Imagine a happy, classic American family: two parents, Reagan and Roosevelt (Rosy for short) Washington, two kids, Liberty and Unity, and a dog and maybe a cat. Let’s go ahead and put a goldfish and a guppy in a tank on the bar between the kitchen and dining room. One kid is in dance and the other in softball and the parents have a good marriage: not blissful everyday but not looking to make any trades either. Everybody is ok, content, and living their “best life now.” They know they’ve got it better than most families, and although they have their disagreements, in the end their love for one another and their common principles keep them together. Plus they have a nice car and and SUV with heated leather seats and power retractable running boards.

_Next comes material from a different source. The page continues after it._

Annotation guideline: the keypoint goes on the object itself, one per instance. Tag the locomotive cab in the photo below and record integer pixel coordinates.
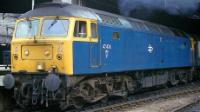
(40, 44)
(42, 48)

It’s September. The leaves are silently drifting to earth and the sugar maples are turning that glowing red/yellow/orange that they do after a not-too-dry summer. The family is wandering through Target, picking up healthy but tasty snacks for a fall Saturday of pumpkin carving at home before settling in with popcorn to watch “It’s the Great Pumpkin, Charlie Brown.” Someone in a black head-covering seems to be showing up in each department, almost as if they were being followed. At first no one minds, but after this stealthy stranger quietly inspects the merchandise in three different departments at the same time the family does, Reagan begins to wonder. To avoid the disquieting effect such news would certainly have on the rest of the family though, the perceptive spouse guides them out of the store and home to pumpkins and safety from risks and dangers unknown.
Two weekends later, the stranger’s partner is wearing a hoody in the clearance section of the same local Target, considering whether to buy the chocolate candy corn or the regular, when enters the family. Of course neither Reagan nor Rosy know who the hoody person is, and they are a little suspicious of head coverings other than baseball caps or cowboy hats, but no one pays much mind as they all go about their way. talking among themselves, they agree that one will go to the pharmacy, one will go to the grocery, one will go to the toys, and the other is going to the video games. Hoody overhears and texts Stranger, who is in the back of the store close to the holiday items, and Stranger casually heads for the video games. Taking a bandana soaked in propofol out of a ziplock bag in a pocket, Stranger finds one of the kids – Unity – at a back end cap in electronics, covers her mouth and nose with the bandana and walks her out the back door before the child slumps down into the back of a cargo truck. By this time, Hoody is there to help get the door shut and drive away.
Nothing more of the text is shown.